In order to copy the linked list, we first clone the head node. Then we clone the head's next node, in order to update the next pointer. After that, we create a while loop, at each step, we move to the next node we just created, then we clone the next node of that node.
With random links, we have 2 difficulties:
1. how to access a random node with cost O(1).
2. how to access a random node that we haven't created yet.
For the difficulty 1, we can create a HashMap that maps from the old linked-list node to the new linked-list node. Therefore, with the random link in the old linked list node, we can find the random node, then use the random node to lookup the Hashmap in order to find the node we have cloned.
For the difficulty 2, we can create a the random node first before we create the next node.
import java.util.*;
class Solution {
Map<Node, Node> map = new HashMap<>();
public static void main(String[] args) {
//[7,null] ->[13,0]->[11,4]->[10,2]->[1,0]

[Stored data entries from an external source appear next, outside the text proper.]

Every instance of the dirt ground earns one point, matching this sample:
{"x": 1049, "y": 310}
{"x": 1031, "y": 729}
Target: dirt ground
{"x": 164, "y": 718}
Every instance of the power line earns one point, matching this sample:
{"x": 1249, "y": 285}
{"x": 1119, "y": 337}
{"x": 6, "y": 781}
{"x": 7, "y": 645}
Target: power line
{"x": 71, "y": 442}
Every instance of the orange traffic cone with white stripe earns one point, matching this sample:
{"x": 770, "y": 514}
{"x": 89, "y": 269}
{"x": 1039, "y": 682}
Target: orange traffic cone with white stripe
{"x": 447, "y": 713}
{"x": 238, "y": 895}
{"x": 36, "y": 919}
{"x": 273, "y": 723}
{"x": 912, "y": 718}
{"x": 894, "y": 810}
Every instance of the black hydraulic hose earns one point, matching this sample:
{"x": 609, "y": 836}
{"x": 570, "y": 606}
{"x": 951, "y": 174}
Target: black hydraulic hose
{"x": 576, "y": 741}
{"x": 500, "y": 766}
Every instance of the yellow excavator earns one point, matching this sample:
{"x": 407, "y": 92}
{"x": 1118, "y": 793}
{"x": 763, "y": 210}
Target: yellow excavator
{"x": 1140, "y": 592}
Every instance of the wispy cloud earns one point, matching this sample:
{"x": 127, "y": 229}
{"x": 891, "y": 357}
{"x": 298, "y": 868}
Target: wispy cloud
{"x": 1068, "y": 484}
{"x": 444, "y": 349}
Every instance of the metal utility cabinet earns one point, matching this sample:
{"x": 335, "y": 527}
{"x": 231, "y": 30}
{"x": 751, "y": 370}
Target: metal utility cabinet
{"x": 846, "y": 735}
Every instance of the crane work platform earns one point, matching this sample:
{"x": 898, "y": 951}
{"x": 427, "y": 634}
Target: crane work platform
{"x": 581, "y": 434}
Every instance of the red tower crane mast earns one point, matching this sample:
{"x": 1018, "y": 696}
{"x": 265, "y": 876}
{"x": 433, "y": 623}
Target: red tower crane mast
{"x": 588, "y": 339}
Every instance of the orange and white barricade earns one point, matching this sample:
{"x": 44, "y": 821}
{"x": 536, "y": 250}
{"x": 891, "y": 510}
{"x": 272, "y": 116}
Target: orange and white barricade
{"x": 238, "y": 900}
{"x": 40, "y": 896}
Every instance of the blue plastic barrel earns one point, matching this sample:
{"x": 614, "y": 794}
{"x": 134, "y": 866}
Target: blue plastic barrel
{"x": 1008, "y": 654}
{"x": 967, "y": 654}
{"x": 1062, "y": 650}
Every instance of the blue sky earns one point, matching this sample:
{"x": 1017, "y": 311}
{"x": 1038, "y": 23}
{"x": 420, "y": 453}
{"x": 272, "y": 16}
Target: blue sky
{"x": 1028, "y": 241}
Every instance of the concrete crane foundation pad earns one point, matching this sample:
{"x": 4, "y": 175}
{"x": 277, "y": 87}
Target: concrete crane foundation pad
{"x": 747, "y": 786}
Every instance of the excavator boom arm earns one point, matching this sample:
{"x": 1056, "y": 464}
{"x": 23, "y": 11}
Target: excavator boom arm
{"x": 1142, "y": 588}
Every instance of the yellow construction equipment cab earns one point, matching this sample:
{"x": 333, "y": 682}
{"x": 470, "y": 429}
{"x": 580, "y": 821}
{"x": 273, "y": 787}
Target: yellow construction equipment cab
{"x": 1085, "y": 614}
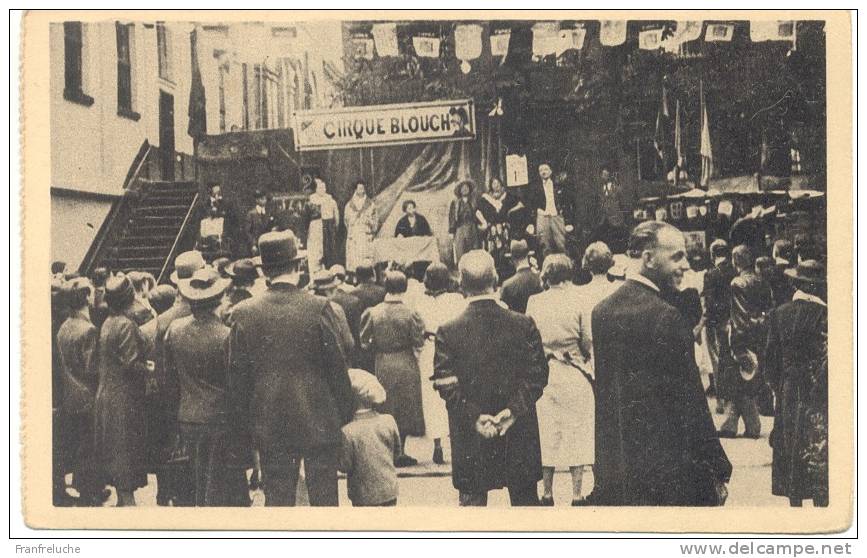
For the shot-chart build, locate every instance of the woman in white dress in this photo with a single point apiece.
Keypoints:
(566, 408)
(322, 228)
(435, 307)
(361, 224)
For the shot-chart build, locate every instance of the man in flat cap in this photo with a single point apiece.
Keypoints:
(288, 378)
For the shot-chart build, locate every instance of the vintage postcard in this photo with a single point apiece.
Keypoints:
(479, 270)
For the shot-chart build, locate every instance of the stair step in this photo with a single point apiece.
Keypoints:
(163, 210)
(143, 251)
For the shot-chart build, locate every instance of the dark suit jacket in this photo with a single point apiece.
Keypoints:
(508, 369)
(656, 443)
(287, 371)
(518, 289)
(563, 199)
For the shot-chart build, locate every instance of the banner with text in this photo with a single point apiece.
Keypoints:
(375, 125)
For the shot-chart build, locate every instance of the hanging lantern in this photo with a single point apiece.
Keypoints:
(468, 44)
(612, 32)
(546, 38)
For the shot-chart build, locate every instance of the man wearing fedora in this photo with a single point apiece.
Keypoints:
(656, 444)
(161, 404)
(796, 365)
(518, 288)
(288, 378)
(751, 300)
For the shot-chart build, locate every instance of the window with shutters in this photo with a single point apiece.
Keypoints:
(73, 70)
(164, 59)
(125, 72)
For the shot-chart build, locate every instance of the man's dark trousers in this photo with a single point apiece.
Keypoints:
(280, 468)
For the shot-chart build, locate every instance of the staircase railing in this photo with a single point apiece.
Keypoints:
(120, 211)
(185, 234)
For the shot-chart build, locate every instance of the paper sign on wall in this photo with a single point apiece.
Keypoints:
(516, 170)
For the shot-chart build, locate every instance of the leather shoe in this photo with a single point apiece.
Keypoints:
(405, 461)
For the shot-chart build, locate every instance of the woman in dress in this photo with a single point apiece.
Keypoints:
(196, 361)
(462, 220)
(492, 214)
(435, 307)
(120, 429)
(566, 408)
(361, 224)
(394, 332)
(322, 228)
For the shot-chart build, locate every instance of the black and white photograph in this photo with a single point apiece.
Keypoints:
(525, 259)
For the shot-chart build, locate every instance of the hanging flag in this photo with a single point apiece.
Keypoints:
(385, 37)
(196, 111)
(570, 39)
(706, 150)
(468, 41)
(612, 32)
(500, 42)
(663, 130)
(546, 38)
(362, 47)
(772, 31)
(426, 46)
(719, 32)
(650, 39)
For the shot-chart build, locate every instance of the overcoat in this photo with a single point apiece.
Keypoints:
(497, 357)
(797, 367)
(656, 443)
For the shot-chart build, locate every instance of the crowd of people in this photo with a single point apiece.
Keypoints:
(236, 373)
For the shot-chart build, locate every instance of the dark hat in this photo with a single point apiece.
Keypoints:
(186, 264)
(325, 279)
(205, 284)
(278, 249)
(518, 249)
(243, 270)
(808, 271)
(118, 292)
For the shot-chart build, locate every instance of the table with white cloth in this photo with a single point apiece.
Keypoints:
(406, 251)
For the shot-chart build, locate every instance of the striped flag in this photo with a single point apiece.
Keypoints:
(706, 150)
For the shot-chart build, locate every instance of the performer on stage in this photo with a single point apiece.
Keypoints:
(322, 228)
(361, 224)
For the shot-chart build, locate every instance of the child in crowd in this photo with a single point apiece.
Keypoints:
(371, 443)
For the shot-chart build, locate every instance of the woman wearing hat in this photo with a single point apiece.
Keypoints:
(120, 427)
(796, 364)
(462, 220)
(196, 359)
(436, 306)
(361, 225)
(394, 332)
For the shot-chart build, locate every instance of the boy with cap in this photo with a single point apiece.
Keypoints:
(371, 443)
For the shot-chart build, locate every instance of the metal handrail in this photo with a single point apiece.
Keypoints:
(119, 210)
(181, 233)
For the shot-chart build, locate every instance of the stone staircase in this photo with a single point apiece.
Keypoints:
(149, 230)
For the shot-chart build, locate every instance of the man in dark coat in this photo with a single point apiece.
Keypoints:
(260, 219)
(490, 368)
(518, 288)
(288, 378)
(655, 440)
(553, 205)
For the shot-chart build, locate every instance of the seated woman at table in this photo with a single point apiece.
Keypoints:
(412, 223)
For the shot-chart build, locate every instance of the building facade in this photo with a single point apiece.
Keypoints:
(115, 85)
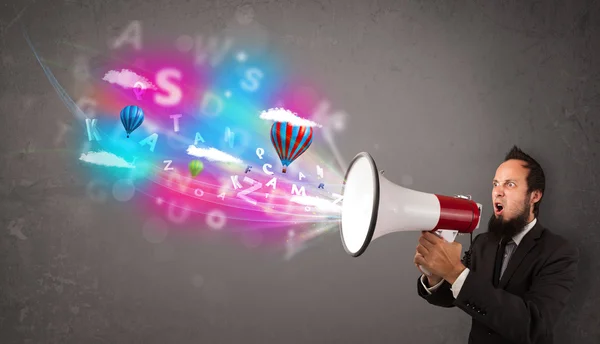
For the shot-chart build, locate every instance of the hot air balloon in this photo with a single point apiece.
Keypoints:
(196, 166)
(132, 117)
(290, 141)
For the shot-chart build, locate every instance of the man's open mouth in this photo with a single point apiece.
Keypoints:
(498, 208)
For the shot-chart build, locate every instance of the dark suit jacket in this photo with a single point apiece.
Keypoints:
(524, 306)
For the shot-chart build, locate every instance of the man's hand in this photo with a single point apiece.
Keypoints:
(431, 279)
(439, 257)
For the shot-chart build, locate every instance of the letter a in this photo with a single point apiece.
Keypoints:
(151, 140)
(132, 34)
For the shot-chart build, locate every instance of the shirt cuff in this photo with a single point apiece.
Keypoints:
(432, 289)
(459, 282)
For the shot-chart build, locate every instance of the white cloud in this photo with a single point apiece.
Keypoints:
(105, 159)
(212, 154)
(284, 115)
(127, 79)
(319, 203)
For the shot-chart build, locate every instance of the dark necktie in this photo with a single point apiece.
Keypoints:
(508, 251)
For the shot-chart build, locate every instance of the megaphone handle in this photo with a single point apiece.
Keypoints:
(446, 234)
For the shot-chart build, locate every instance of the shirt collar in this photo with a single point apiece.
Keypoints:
(517, 238)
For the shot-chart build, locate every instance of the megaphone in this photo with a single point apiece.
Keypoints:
(374, 206)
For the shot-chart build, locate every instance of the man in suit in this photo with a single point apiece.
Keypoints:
(520, 274)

Solution sol = new Solution();
Node head = sol.createRandomLL();
sol.print(head);
Node copy = sol.deepCopy(head);
sol.print(copy);
//print
}
private void print(Node head) {
while(head!=null) {
System.out.print("[" + head.val + ", ");
if(head.rand == null)
System.out.print("null] ->");
else
System.out.print(head.rand.val + "]->");
head = head.next;
}
System.out.println("null");
}
private Node createRandomLL() {
Map<Integer, Node> tmp = new HashMap<>();
int[] vals = new int[]{7, 13, 11, 10, 1};
Integer[] rands = new Integer[]{null, 0, 4, 2, 0};
for(int i = 0; i < vals.length; i++) {
tmp.put(i, new Node(vals[i], null, null));
}
for(int i = 0; i < vals.length; i++) {
Node curr = tmp.get(i);
curr.next = tmp.getOrDefault(i+1, null);
curr.rand = tmp.get(rands[i]);
}
return tmp.get(0);
}
private Node deepCopy(Node head) {
if(head != null) {
Node old = head;
Node newNode = copyNode(old);
while(old != null) {
newNode.next = copyNode(old.next);
newNode.rand = copyNode(old.rand);
old = old.next;
newNode = newNode.next;
}
return map.get(head);
}
return null;
}
private Node copyNode(Node head) {
if(head == null)
return null;
Node newNode = map.getOrDefault(head, new Node(head.val, null, null));
map.put(head, newNode);
return newNode;
}
class Node {
int val;
Node next;
Node rand;
public Node(int val, Node next, Node rand) {
this.val = val;
this.next = next;
this.rand = rand;
}
}
}
The time complexity is O(N) because we need to iterate the linked list once. The space complexity is O(N) due to the extra space the HashMap occupies.